You sneaky, slimy, creepy, perfectly clear bastards! Brilliant blue or scarlet red, I can kinda deal with. Okay not deal with. But convince myself I have a fighting chance of spotting one of you pricks in the clear waters of the otherwise lovely Andaman sea. Perhaps more illusion than reality, I willingly admit, but at least it’s something.
But no, you’re all dinner plate size gelatinous nastiness that one can hardly detect when you’re washed up dead on the beach! ( yes, yes, I do rejoice when I see your dead self baking in the sun!) Much less detect in the damn water!
And every damn book or authority tells a different time of day, season, tide condition to avoid, to reduce odds of contact. That’s not terribly helpful, pricks!
Now I know, you’re thinking, Geeze Elbows, if they’re washing up on the seashore they are probably in the water, but I have been on many, many beaches where some hideous creature has washed ashore and swum without incident, clearly a one off kind of deal.
And yes, yes, there were tiny microscopic unseen jellies that, from time to time would give a swimmer a tiny zing, not unlike salt in a small cut, but they raised no welt, left not a mark, and everyone on the beach agreed only wusses and sucks would really let that interfere with their fun.
And then, one day, your number comes up. Okay, I admit there were some clues I chose to ignore. The sea was especially rough, but hey, who doesn’t love a little wave action after days of perfect calm? And yes, it was not as crystal clear as calmer days, and there was tons of heretofore unseen seaweed clumps. And it was late in the afternoon when the tide was sweeping in, and I fully admit I was aiming to stay in the ocean and catch the wicked sunset in a two birds, one stone, kind of multitasking efficiency.
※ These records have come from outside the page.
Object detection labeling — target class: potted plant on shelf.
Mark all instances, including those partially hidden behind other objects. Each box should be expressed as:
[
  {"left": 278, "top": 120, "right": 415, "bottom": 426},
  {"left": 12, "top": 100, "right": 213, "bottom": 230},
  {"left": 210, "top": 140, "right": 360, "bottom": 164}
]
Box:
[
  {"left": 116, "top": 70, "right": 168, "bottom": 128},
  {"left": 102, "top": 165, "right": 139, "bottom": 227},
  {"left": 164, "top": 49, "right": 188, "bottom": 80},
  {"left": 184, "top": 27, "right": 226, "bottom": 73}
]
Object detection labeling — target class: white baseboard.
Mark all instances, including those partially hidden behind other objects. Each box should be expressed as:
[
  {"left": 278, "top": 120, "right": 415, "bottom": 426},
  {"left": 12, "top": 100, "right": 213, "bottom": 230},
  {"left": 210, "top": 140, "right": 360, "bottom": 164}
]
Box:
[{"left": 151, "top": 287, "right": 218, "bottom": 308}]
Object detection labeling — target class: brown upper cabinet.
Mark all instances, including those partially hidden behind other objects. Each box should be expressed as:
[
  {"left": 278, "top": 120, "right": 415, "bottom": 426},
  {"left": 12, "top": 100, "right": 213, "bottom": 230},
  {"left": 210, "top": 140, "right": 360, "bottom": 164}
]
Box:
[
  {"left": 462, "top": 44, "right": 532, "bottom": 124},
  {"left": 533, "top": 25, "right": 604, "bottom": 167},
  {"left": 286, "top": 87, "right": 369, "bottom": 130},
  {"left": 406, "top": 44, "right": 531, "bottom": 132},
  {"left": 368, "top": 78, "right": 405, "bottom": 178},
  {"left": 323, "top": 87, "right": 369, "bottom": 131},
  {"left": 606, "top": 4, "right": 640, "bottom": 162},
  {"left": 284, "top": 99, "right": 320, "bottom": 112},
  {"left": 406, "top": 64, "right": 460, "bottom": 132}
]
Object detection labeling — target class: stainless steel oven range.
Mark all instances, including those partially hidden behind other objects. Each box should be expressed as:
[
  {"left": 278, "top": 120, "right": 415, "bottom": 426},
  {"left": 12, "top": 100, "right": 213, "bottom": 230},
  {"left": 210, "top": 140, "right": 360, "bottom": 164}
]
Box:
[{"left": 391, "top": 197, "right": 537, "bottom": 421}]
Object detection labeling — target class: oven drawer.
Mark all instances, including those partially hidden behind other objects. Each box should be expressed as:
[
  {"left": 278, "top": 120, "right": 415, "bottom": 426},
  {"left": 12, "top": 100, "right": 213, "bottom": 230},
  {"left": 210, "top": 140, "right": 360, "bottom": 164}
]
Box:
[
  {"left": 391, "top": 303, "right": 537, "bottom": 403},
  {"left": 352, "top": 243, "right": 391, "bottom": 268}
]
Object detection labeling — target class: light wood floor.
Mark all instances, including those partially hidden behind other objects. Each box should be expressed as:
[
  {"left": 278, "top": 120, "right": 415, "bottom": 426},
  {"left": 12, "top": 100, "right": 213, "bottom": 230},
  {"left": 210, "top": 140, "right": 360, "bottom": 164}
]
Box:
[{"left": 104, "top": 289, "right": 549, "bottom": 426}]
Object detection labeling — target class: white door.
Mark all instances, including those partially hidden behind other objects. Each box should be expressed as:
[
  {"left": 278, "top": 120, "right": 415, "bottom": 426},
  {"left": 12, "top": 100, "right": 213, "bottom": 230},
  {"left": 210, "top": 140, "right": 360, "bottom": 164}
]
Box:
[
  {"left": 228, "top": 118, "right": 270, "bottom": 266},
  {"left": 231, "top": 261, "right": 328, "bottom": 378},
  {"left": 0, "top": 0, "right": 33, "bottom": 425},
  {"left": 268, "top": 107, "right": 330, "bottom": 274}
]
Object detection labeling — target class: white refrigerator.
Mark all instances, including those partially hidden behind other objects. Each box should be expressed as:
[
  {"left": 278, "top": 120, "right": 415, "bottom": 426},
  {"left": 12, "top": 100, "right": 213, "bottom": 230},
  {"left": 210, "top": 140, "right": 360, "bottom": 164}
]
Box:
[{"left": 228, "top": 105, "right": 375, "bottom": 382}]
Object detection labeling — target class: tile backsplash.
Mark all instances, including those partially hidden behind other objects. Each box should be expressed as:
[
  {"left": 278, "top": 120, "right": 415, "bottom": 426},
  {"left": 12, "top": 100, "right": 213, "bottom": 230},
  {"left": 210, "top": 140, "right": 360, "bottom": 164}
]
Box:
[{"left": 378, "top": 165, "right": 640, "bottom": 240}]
None of which excuses that clear jellyfishes are the devil’s spawn. Know that I despise you with the white hot intensity of a thousand suns. And while I am generally an animal lover you fully deserve to be wiped off the earth, and if I possessed the power you most certainly would be, this very day.
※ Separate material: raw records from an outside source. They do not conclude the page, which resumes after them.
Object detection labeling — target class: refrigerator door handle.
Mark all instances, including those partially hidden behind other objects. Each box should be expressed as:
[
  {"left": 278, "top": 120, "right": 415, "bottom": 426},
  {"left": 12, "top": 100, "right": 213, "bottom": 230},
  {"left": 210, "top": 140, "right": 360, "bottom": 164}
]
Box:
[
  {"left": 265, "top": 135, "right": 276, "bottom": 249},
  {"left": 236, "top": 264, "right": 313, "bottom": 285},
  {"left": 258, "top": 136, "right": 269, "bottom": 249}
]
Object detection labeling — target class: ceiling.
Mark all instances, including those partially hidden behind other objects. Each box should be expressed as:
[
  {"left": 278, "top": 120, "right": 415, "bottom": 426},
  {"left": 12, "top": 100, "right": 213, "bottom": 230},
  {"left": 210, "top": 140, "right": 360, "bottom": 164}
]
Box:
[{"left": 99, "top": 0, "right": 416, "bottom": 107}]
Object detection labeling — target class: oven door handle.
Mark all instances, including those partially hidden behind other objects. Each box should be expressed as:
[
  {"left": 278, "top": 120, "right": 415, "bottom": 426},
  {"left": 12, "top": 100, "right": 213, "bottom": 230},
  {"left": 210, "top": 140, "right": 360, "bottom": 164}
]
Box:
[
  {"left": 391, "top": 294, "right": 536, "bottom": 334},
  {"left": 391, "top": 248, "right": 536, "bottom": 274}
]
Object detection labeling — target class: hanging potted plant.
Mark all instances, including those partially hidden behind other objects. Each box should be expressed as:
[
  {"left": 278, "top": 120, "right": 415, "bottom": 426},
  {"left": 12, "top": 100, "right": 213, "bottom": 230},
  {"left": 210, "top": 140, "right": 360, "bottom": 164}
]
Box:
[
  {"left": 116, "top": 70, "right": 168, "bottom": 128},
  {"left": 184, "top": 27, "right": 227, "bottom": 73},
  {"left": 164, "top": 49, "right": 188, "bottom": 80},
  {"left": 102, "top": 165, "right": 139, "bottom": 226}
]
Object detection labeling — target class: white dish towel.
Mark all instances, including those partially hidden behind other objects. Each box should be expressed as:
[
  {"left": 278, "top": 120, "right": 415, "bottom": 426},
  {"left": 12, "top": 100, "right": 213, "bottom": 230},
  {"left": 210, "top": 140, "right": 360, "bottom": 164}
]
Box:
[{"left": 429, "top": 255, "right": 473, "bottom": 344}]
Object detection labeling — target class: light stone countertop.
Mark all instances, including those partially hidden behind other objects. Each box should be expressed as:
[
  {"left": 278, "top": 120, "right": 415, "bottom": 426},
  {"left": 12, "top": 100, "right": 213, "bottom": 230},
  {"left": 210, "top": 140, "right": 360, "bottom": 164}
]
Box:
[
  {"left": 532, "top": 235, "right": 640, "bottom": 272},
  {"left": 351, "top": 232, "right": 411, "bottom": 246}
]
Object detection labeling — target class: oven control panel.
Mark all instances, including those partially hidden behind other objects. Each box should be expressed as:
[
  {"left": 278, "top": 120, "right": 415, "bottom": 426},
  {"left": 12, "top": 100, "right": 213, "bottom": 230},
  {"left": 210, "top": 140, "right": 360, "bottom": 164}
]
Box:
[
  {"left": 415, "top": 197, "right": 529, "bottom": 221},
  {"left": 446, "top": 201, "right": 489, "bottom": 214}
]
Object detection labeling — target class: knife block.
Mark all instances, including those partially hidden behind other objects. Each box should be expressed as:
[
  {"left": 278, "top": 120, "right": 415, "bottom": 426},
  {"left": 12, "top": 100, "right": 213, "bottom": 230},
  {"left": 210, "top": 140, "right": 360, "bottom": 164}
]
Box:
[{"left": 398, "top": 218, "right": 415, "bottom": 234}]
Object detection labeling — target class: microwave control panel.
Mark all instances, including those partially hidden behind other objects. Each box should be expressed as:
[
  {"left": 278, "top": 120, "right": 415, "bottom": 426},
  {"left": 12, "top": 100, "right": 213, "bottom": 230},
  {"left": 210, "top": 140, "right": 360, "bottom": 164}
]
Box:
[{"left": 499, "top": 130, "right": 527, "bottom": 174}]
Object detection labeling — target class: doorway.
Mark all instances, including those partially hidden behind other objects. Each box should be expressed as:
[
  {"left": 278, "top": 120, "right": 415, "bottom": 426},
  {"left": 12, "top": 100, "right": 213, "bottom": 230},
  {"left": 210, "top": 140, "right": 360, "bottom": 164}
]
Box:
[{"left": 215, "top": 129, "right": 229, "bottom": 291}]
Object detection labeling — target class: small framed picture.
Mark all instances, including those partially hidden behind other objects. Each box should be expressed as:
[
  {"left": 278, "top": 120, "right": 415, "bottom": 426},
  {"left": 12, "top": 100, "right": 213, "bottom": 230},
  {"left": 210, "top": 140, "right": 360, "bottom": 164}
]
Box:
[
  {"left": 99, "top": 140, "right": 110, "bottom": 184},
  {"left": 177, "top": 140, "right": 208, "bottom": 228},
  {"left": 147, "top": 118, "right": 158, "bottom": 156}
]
Fortunately, I possess pretty good reaction times, so my injury was not an actual maiming. Just a large unsightly welt or three, which stung like a dozen bees stings, remains swollen, and appears to want to become some sort of blood blister type deal. Makes sleeping difficult and wearing clothing I’ll advised, still, a day later. None of the immediate suggestions really delivered the relief I sought either. Not the vinegar, not the hand sanitizer, not the balm, not the aloe. Short term relief but it’s coming back for you. Probably in the night.
And certainly it could have been worse, by orders of magnitude. There are many more tender spots than an outer thigh, I’m aware. Poor solace. Stop pointing that out to me, or I’ll put a jelly fish in your path, so help me!
And no, let me repeat, NO, I do not want you to pee on me. Stop suggesting that. Still. 24 hrs later!
Die you hideous creatures, Die I say!